CAM’s Schmidlapp Gallery reopens with murals, interactive experience

Curtis Goldstein (b. 1966) and Matt Lynch (b. 1969), GE Aviation, 2015, Formica laminate on panel, 90 x 90 inches. Courtesy of the artists.

Curtis Goldstein (b. 1966) and Matt Lynch (b. 1969), GE Aviation, 2015, Formica laminate on panel, 90 x 90 inches. Courtesy of the artists.

The Cincinnati Art Museum reopened the newly renovated Schmidlapp Gallery, the central gallery linking the museum’s front lobby and the Great Hall.

The transformation, funded partially by a $1 million grant from the Jacob G. Schmidlapp Trusts, Fifth Third Bank, Trustee, along with additional financial support from the State of Ohio, invites visitors to pause, converse, linger and discover the museum’s collection.
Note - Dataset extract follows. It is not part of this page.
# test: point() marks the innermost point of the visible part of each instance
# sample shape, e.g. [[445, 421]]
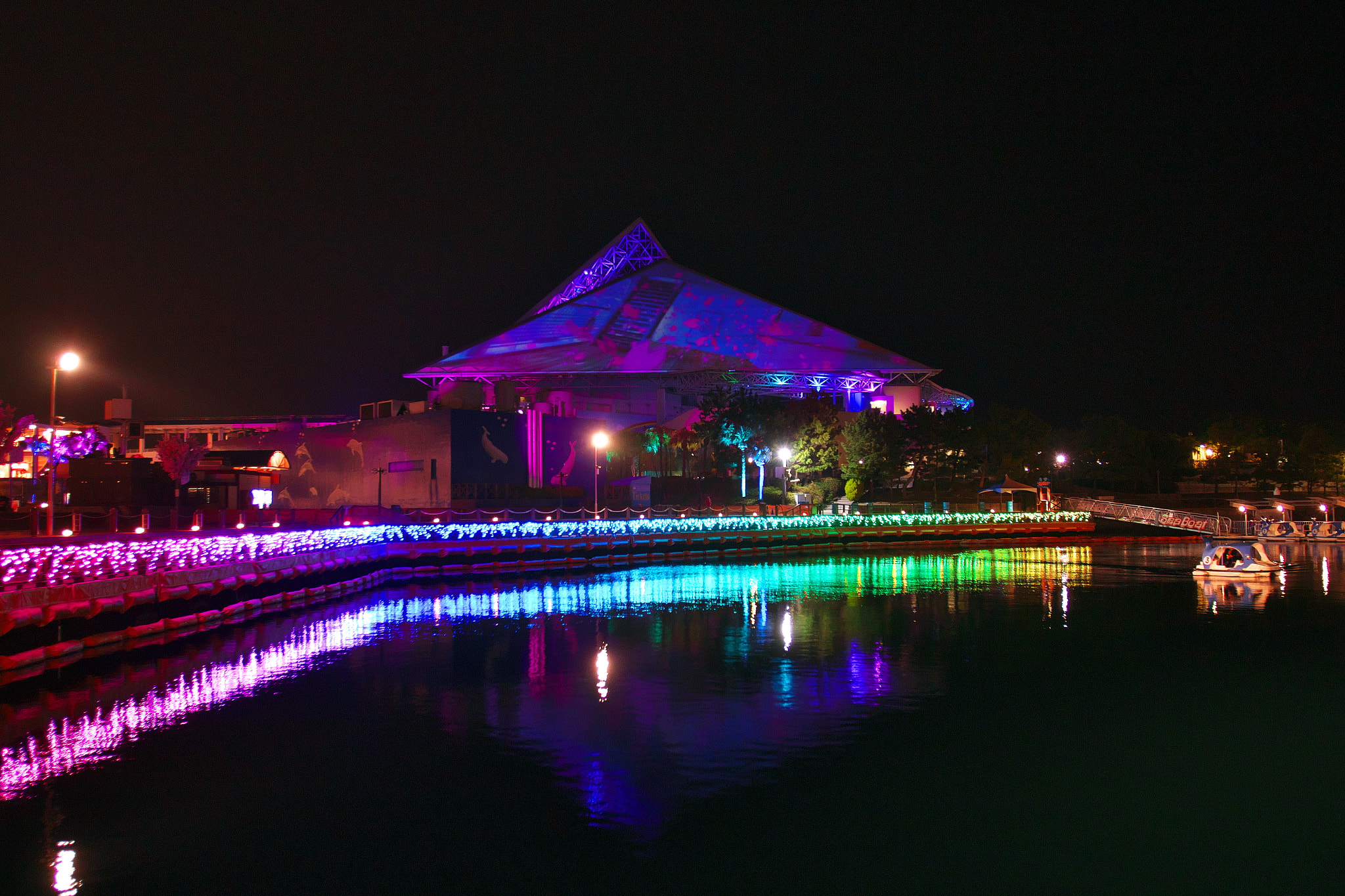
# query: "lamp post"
[[68, 363], [599, 442]]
Visitors will experience a new wall of windows for natural light; couches and chairs to encourage congregation; individual looking lounges and detailed curatorial interpretation around singular artworks; new flooring to visually connect to the Bimel Courtyard; and lighting plus state-of-the-art temperature and humidity systems for the artwork.

Cincinnati’s Emersion Design and Monarch Construction were primary contractors for the project.

The redesigned gallery re-opened Oct. 12 and will be finalized in early 2018 when the museum permanently installs Saul Steinberg’s 75-foot-long “Mural of Cincinnati.”

The October reopening included the debut of an interactive experience in the Schmidlapp Gallery, MyCAM. New touch tables help visitors create thematic art hunts to personalize their museum experience. Visitors select art based on their interests and print a personalized guide before heading out into the galleries. MyCAM offers over 320,000 artwork combinations, and each MyCAM booklet is filled with creative activities. It also will be available online at cincinnatiartmuseum.org.

The first installation featured in the Schmidlapp Gallery is six vibrant 7½-foot-square mosaic murals by Curtis Goldstein and Matt Lynch. Inspired by artist Winold Reiss’ 1932 industrial murals featured at the Cincinnati Museum Center at Union Terminal, Goldstein and Lynch depict employees at factories that represent Cincinnati’s contemporary manufacturing through companies including Rumpke Recycling, Verdin Bells and Clocks, GE Aviation and Rookwood Pottery.